Icelandic Goat Saved from Extinction Skip to content

Icelandic Goat Saved from Extinction

The Icelandic goat stock, which is on the brink of extinction, currently counts 535 animals and has grown considerably in the past few years despite the number of goat farmers dropping. There were only around 400 goats in Iceland a few years ago.

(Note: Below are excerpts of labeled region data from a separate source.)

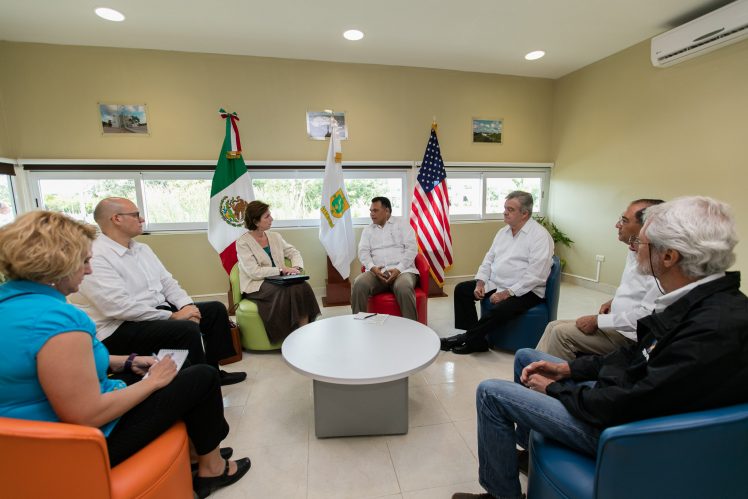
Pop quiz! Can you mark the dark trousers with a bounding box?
[454,281,543,347]
[106,365,229,466]
[102,301,236,366]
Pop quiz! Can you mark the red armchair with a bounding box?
[0,418,193,499]
[361,253,429,324]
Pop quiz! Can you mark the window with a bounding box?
[139,172,213,231]
[37,173,137,223]
[484,172,544,218]
[250,170,406,227]
[0,174,16,226]
[447,165,550,220]
[28,165,409,231]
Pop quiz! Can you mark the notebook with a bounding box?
[265,274,309,286]
[143,348,189,379]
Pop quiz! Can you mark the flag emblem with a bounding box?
[218,196,249,227]
[330,189,351,218]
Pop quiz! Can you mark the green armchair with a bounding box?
[229,265,281,350]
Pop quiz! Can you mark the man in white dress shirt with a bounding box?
[351,196,418,321]
[441,191,553,354]
[535,199,663,360]
[73,197,247,385]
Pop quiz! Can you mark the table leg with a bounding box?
[314,378,408,438]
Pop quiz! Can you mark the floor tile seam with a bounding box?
[384,439,403,495]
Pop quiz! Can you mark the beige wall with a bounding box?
[550,42,748,283]
[0,42,553,162]
[0,42,748,294]
[0,42,553,294]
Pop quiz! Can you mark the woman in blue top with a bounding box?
[0,211,250,498]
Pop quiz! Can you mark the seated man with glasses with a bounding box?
[452,196,748,499]
[72,197,247,385]
[535,199,662,360]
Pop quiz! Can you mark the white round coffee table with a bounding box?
[281,315,439,437]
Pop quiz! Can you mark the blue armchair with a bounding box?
[527,404,748,499]
[480,255,561,352]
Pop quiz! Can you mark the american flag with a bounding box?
[410,127,452,287]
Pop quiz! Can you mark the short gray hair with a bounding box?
[505,191,533,214]
[644,196,738,278]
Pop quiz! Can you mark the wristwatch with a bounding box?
[122,353,138,373]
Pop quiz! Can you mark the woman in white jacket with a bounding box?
[236,201,320,343]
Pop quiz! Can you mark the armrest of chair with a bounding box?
[112,421,192,499]
[229,264,242,314]
[0,418,110,498]
[595,404,748,499]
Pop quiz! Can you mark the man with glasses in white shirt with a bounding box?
[535,199,663,360]
[441,191,553,354]
[73,197,247,385]
[351,196,418,321]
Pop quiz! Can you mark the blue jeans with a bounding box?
[475,348,601,498]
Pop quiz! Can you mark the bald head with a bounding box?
[94,197,143,246]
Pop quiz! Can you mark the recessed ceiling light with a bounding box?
[94,7,125,22]
[525,50,545,61]
[343,29,364,42]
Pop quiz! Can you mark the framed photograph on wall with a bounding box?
[306,111,348,140]
[473,118,504,144]
[99,102,150,135]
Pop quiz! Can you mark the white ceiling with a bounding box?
[0,0,729,78]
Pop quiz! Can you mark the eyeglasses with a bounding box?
[629,236,649,248]
[117,211,140,220]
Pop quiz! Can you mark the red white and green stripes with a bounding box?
[208,109,255,273]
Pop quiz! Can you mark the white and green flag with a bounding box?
[208,109,255,274]
[319,122,356,279]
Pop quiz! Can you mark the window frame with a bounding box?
[19,160,414,232]
[0,162,20,227]
[445,162,553,222]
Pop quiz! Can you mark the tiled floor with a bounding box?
[212,283,610,499]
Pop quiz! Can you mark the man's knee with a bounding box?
[392,277,415,296]
[514,348,538,374]
[351,272,371,294]
[195,301,229,317]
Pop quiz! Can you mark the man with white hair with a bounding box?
[452,197,748,499]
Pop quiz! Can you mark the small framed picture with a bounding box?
[473,118,504,144]
[306,111,348,140]
[99,102,149,135]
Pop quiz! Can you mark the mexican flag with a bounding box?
[319,121,356,279]
[208,109,255,274]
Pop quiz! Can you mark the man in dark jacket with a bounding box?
[453,197,748,499]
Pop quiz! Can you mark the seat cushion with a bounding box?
[366,288,428,324]
[527,431,595,499]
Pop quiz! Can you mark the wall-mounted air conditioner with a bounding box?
[652,0,748,68]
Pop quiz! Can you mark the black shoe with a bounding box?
[517,449,530,476]
[439,333,465,352]
[452,343,488,355]
[192,457,252,499]
[190,447,234,474]
[219,370,247,386]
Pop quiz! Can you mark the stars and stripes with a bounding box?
[410,126,452,286]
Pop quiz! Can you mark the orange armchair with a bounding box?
[361,253,430,325]
[0,418,193,499]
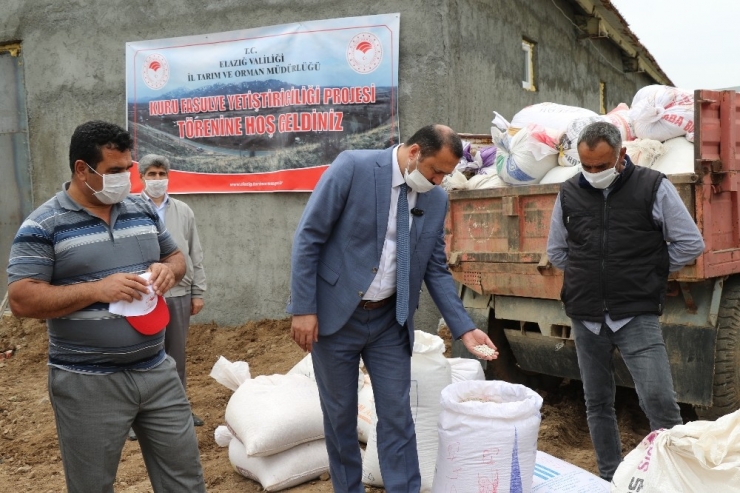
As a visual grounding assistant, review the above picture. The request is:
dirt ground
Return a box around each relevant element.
[0,315,660,493]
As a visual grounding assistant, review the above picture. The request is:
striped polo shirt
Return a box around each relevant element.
[8,183,177,374]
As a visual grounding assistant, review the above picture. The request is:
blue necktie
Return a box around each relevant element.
[396,183,409,325]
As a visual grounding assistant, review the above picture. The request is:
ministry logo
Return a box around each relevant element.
[141,53,170,91]
[347,33,383,74]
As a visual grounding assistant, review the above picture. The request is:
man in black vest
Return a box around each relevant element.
[547,122,704,481]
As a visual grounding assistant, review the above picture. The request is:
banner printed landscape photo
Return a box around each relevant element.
[126,14,400,194]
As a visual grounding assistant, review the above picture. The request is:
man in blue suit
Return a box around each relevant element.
[288,125,497,493]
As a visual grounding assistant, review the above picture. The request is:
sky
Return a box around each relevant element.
[611,0,740,90]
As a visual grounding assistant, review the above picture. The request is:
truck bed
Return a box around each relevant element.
[445,90,740,299]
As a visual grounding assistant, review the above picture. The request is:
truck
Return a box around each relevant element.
[445,90,740,419]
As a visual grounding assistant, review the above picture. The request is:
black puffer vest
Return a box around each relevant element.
[560,158,669,322]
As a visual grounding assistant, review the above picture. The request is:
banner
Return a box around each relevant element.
[126,14,399,194]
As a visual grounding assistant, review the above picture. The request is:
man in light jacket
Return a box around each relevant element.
[139,154,206,426]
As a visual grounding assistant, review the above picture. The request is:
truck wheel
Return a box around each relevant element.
[696,279,740,420]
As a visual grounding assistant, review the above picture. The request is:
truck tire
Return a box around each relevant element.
[695,278,740,420]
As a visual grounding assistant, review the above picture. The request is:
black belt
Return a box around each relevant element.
[359,293,396,310]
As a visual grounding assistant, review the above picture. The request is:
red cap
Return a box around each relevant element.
[126,296,170,336]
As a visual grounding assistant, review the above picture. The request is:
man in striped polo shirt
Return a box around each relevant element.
[8,121,205,493]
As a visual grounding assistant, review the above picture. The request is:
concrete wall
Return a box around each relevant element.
[0,0,651,329]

Dr. Ólafur R. Dýrmundsson, National Adviser on Organic Farming and Land Use at the Farmers Association of Iceland, told Morgunbladid that this great increase in the number of Icelandic goats is caused by increased discussion on the uniqueness of the Icelandic goat and especially the work of the most active goat farmer in the country, Jóhanna B. Thorvaldsdóttir at Háafell in Hvítársída.

Thorvaldsdóttir’s farm is the only farm in Iceland which has more than 100 goats. The Icelandic goat stock will however still be considered in danger of extinction until the count is up to 1,000 animals in total.

There were few goats in Iceland in the 19th century, but they increased rapidly in the 20th century, totaling around 3,000 animals in the 1930s and 40s. At that point their numbers began decreasing because it was difficult to market goat products.

In the 1980s the Icelandic goat stock was used among three foreign species to breed the Scottish Cashmere Goat. Unlike most goats, the Icelandic goat has Cashmere-like wool.

Recently American farmers have expressed interest in the Icelandic goat to harness its milk and wool. The Icelandic sheep has already proven popular in the US where its milk is used to make cheese, a practice largely unheard of in Iceland.